Thursday, November 26, 2015

Retour sur Paris, Beyrouth et Bagdad: Une épistémologie de la torpeur

Politics
Opinion|Laurent Crépeau

Qu’on l’admette ou non, chacun de nous est encore en contemplation face à la barbarie. Alors que j’écris ces lignes, ces événements dont je n’ai point besoin de nommer l’essence nous communiquent toujours cette angoisse; cette langueur itérée par les médias et propagée massivement sur Facebook et Twitter. Curieusement, à l’ère de l’abrogation des frontières et de l’universalité du dialogue entre les populations, le monde reste toujours aussi fragmenté qu’il ne l’était. Nous sommes invariablement conscients de la vulgarité des usages qui ne sont que vanités et du caractère antinomique de nos actions.
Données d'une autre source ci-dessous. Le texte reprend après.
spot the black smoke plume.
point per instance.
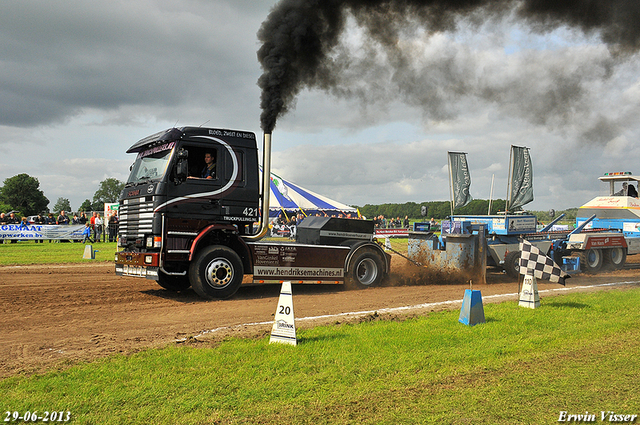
(299, 36)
Au fond, nous savons tous qu’une note laissée sur un média social n’est rien pour parler de ce qui est arrivé. Or, pour bien d’entre nous, outre la pensée, il n’y a d’autre exutoire que celui-ci. Ainsi, nous sommes forcés de concéder qu’en bout de ligne, nous ne savons pas comment agir face à ce genre d’événement; qu’à présent, une torpeur irrigue notre pensée.

Que doit-on retenir du discours populaire? Vendredi dernier, nous étions sidérés. La soirée fut vite embaumée par la connaissance des événements. Suite à cela est venue l’oraison aux martyrs. Ceux se sentant concernés ont écrit sur le web, ont partagé leur sidération, ont appelé à une conscientisation et à une prompte mise en action. Au fil des jours, les #prayforparis ont rapidement conquis l’internet et les photos de profil arboraient l’étendard français bien ostensible. Bien sûr, il fut rapidement noté que la France n’était pas seule victime cette semaine. Beyrouth aussi pleurait ses morts; Bagdad aussi entrait en pâmoison. Des détracteurs bien-pensants déclarèrent l’hypocrisie dans le drapeau français et en rejetèrent le symbole, l’accusant de partialité indolente. Ironiquement, l’attention passa de la solennelle méditation à l’algarade futile. Ainsi, une journée après le drame, le devoir de souvenir était comme supplanté par la nécessité de se positionner sur la portée de son amertume. Que cherchons-nous dans ces bagatelles?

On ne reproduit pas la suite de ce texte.